La prima professione dei nove novizi

La prima professione religiosa costituisce un passaggio fondamentale nella formazione di un consacrato. Con questo atto, i nove giovani hanno espresso pubblicamente la volontà di proseguire il proprio cammino di vita religiosa, affidandosi a Dio e mettendosi al servizio della Chiesa.

Il rito si è svolto nel suggestivo contesto del Santuario Notre-Dame de la Paix di Bembéréké, luogo di preghiera e di spiritualità, alla presenza della comunità religiosa e dei fedeli riuniti per accompagnare questo importante momento con la preghiera.

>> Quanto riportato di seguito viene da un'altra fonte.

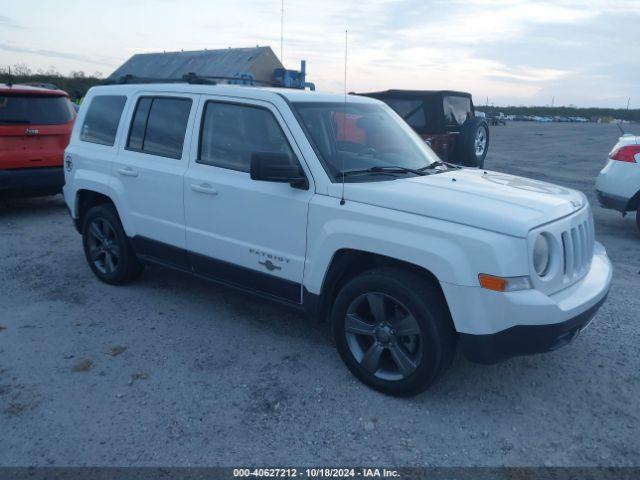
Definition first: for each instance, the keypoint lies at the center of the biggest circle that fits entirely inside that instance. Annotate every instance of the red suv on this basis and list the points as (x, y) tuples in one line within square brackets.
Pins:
[(35, 125)]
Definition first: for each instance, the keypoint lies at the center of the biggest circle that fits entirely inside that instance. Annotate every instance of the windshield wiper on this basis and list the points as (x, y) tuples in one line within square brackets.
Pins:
[(440, 163), (385, 169)]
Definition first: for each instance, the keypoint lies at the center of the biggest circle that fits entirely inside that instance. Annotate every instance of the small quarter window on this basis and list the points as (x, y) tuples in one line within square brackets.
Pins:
[(102, 119), (159, 125), (231, 133)]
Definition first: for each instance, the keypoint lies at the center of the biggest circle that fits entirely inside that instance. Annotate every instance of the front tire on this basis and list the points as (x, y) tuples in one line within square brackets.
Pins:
[(393, 330), (107, 248), (473, 144)]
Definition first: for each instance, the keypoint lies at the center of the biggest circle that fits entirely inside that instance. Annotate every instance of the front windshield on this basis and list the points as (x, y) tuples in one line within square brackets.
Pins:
[(355, 137)]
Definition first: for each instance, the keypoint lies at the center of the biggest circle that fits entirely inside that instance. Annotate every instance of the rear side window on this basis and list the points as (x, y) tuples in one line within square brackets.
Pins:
[(159, 125), (411, 111), (231, 133), (34, 110), (102, 119)]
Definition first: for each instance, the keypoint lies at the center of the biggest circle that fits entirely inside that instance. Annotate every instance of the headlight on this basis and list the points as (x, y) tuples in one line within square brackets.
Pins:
[(541, 255)]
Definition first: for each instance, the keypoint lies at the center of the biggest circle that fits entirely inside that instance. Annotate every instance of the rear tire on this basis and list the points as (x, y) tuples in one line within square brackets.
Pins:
[(393, 330), (107, 248), (473, 143)]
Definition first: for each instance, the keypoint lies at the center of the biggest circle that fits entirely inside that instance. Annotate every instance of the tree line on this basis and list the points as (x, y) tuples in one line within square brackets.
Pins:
[(75, 84)]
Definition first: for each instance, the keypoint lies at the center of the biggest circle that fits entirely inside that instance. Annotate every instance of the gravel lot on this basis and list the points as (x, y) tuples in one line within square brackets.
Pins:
[(175, 371)]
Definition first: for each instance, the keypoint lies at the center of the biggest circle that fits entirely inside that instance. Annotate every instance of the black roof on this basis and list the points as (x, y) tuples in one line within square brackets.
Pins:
[(416, 94)]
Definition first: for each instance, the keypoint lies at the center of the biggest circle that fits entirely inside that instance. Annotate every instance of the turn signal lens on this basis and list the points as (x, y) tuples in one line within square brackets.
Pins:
[(504, 284)]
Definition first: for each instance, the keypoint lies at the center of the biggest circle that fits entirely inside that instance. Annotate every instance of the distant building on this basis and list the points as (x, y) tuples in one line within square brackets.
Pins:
[(258, 64)]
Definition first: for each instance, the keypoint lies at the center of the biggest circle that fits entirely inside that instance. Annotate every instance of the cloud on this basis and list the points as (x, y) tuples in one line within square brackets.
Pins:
[(8, 22), (57, 54)]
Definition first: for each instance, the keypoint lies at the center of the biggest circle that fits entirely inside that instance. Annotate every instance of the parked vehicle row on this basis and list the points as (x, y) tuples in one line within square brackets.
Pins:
[(618, 185), (35, 124), (445, 119), (339, 209)]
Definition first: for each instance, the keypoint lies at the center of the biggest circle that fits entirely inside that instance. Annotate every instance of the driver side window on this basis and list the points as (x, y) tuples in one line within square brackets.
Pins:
[(231, 133)]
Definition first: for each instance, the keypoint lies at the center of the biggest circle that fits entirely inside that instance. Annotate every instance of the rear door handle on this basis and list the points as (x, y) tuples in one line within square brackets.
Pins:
[(204, 188), (128, 172)]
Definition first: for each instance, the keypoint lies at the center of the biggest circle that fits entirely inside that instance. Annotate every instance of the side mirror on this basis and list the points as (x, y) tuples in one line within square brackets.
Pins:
[(277, 167)]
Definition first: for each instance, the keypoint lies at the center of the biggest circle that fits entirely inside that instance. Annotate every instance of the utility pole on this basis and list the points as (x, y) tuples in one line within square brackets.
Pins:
[(281, 31)]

Per i nove novizi si apre così una nuova fase della loro vocazione, dopo il periodo di formazione e discernimento vissuto all’interno della comunità.

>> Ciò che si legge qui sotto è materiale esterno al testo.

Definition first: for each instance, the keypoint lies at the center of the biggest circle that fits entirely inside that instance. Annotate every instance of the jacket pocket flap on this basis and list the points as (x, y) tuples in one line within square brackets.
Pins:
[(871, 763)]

Padre Jean Perfect, superiore e maestro dei novizi

A seguire e accompagnare il percorso formativo dei giovani è Padre Jean Perfect, superiore e maestro dei novizi dei Frati Francescani dell’Immacolata a Bembéréké.

Il maestro dei novizi svolge un ruolo centrale nella preparazione alla vita consacrata, accompagnando i giovani nel discernimento vocazionale, nella crescita spirituale e nella conoscenza del carisma dell’Istituto.

La professione dei nove novizi rappresenta dunque anche il frutto di un percorso di formazione e di accompagnamento vissuto nella comunità religiosa.

«Ecco, Signore, io vengo per fare la tua volontà»

Particolarmente significativo è il versetto scelto per accompagnare questo momento:

«Ecco, Signore, io vengo per fare la tua volontà» (Eb 10,7).

Le parole della Lettera agli Ebrei esprimono il senso profondo della consacrazione: offrire la propria vita a Dio e accogliere con disponibilità la Sua volontà.

Per i nove giovani, la prima professione rappresenta quindi una risposta concreta alla chiamata ricevuta e il desiderio di continuare a seguire Cristo nella vita religiosa, secondo la spiritualità francescana e mariana dei Frati Francescani dell’Immacolata.

Una giornata di preghiera e di festa a Bembéréké

La celebrazione al Santuario Notre-Dame de la Paix di Bembéréké, nel territorio della diocesi di N’Dali, ha riunito la comunità attorno ai nove giovani in un clima di preghiera e di festa.

La loro scelta vocazionale si inserisce nella vita della Chiesa locale e nella presenza dei Frati Francescani dell’Immacolata in Benin, dove la formazione dei giovani alla vita consacrata costituisce una parte importante della missione dell’Istituto.

Il 12 settembre 2026 rimarrà così una data significativa per i nove novizi, che hanno compiuto un ulteriore passo nel loro percorso di consacrazione, affidando il proprio futuro al Signore e alla Sua volontà.

Un “sì” pronunciato nel cuore del Benin, davanti a Dio e alla comunità, sulle orme di San Francesco e nell’esperienza spirituale dei Frati Francescani dell’Immacolata.